Unfortunately for FaceBreaker, the dubious design decisions don’t end there. Playing through the single-player campaign is a recipe for a disaster – controllers-smashed-in-frustration disaster. Like nearly every hand-to-hand combat game released, the ‘story’ mode consists of fighting one opponent after the other, pitting your skills against the computer until you’ve worked your way through every character on the roster. Fail to win, and you try again. FaceBreaker does something different. I wish I could say it was a change for the better. No, where FaceBreaker fails on this tried-and-tested formula is by making it possible to fall in the rankings. Get knocked out by one opponent three times in a row and you get relegated back down the ladder to the previous opponent. You’ll have to fight them all over again to progress. So, if you manage to defeat an enemy by absolute, sheer fluke, after more than an hour of trying to defeat him, be prepared to dive back down to his level if you fail to beat the next guy. It happened to me, and it was teeth-grittingly hideous.
So, what does FaceBreaker do right? Well, the game does look very nice. The characters are all nicely modelled, and the cute comic-book graphics suit the atmosphere EA were aiming for down to a tee. The game also allows you to map your own beautiful face right into the game, using either the PS3 Eye or the Xbox Live Vision cameras.
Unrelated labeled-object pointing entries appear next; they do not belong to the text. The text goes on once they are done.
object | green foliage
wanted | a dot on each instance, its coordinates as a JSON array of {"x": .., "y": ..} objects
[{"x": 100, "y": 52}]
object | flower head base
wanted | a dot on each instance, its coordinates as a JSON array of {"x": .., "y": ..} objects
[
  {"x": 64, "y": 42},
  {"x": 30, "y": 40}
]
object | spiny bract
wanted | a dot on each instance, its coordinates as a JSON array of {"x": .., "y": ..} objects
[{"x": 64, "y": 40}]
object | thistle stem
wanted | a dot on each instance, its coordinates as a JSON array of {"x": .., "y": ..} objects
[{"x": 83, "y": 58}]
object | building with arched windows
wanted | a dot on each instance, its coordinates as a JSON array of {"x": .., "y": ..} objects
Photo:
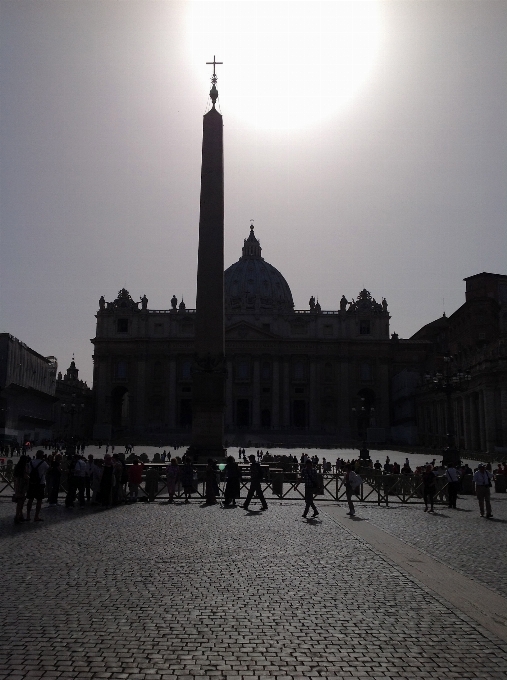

This is a great idea, particularly if you were hoping to play the game with friends (or deadly enemies). After all, if I’ve learnt nothing from family Christmases, there’s nothing friends and family like more than punching each other into unconsciousness.
Beyond that, there’s not really very much to recommend FaceBreaker. It’s clear what EA were aiming for – a fun, friendly faux-boxing game that encouraged short bursts of fun gameplay, suitable for the so-called ‘casual gamer’ (if such a beast exists). However, the attempt has been botched so magnificently that FaceBreaker is as close to a monument to ‘how things should not be done’ as it is possible to get from such a renowned developer. Of late, I have had an enormous amount of respect for EA’s new games. Moving away from sequel after sequel has been nothing but good for the company – new IP such as Mirror’s Edge and Spore showed that EA was heading for even greater things. FaceBreaker, as a unique IP itself, is a single missed note in the harmony of EA’s 2008 release schedule. A shame, to be honest, as it looked so promising in the screenshots.
C’est la vie. Sometimes you’ve just got to roll with the punches.
(what, you didn’t think I’d get through the whole review without using that, did you?)